Parecer em incidente de Inconstitucionalidade

 

Autos nº. 990.10.371773-2

Suscitante: 3ª. Câmara de Direito Criminal do Tribunal de Justiça

Objeto: art. 93 do Decreto-Lei Complementar Estadual nº 3, de 27 de agosto de 1969 - Código Judiciário do Estado de São Paulo

 

Ementa: Incidente de inconstitucionalidade do art. 93 do Decreto-Lei Complementar Estadual nº 3, de 27 de agosto de 1969 - Código Judiciário do Estado de São Paulo, que dispõe acerca da Correição Parcial. Expediente de caráter administrativo.   Aceitação pacífica pelo STF.  Parecer pela declaração da constitucionalidade da norma questionada.

 

 

Colendo Órgão Especial

Excelentíssimo Senhor Desembargador Presidente

 

A 6ª Promotoria de Justiça de Praia Grande impetrou mandado de segurança contra ato ilegal do Meritíssimo Senhor Juiz de Direito da 1ª Vara Criminal de Praia Grande, nos autos do Processo nº 2015/05, que negou seguimento à interposta Correição Parcial.

O v.
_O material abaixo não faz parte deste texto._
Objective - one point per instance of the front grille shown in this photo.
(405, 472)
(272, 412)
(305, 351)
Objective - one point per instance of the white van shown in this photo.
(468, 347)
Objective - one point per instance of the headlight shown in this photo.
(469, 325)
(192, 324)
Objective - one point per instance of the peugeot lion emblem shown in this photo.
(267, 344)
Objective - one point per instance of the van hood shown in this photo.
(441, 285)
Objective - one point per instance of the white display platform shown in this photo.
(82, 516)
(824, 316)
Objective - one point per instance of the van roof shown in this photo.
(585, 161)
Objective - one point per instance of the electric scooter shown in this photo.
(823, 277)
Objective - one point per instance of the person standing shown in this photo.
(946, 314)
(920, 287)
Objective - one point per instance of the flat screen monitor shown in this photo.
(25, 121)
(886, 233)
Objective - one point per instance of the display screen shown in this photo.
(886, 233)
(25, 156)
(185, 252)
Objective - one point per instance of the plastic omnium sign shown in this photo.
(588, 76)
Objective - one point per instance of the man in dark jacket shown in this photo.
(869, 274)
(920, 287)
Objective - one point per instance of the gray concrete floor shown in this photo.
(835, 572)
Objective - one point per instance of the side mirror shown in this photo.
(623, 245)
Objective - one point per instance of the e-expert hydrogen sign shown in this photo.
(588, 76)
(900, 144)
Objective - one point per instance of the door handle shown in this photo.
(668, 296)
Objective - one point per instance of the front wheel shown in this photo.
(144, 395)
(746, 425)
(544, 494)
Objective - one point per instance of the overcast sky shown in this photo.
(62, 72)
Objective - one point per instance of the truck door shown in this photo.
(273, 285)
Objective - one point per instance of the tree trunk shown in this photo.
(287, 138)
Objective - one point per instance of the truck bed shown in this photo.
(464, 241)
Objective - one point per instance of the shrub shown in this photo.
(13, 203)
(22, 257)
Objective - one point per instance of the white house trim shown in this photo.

Acórdão de fls. 52/59 determinou a suspensão do julgamento da apelação, para que, em atenção à cláusula da reserva de Plenário (Súmula vinculante nº 10), o E. Órgão Especial se pronuncie sobre a constitucionalidade do art. 93 do Decreto-Lei Complementar Estadual nº 3, de 27 de agosto de 1969 - Código Judiciário do Estado de São Paulo.

Este é o resumo da questão que nos é dada a estudo.

A discussão doutrinária acerca do art. 93 do Decreto-Lei Complementar Estadual nº 3, de 27 de agosto de 1969 - Código Judiciário do Estado de São Paulo - que trata da Correição Parcial, conquanto sensível, deságua na constitucionalidade da norma.

A posição adotada majoritariamente por essa E. Corte é a de que a Correição Parcial deve ser processada sob o rito do Agravo de Instrumento.   Constitucional, portanto.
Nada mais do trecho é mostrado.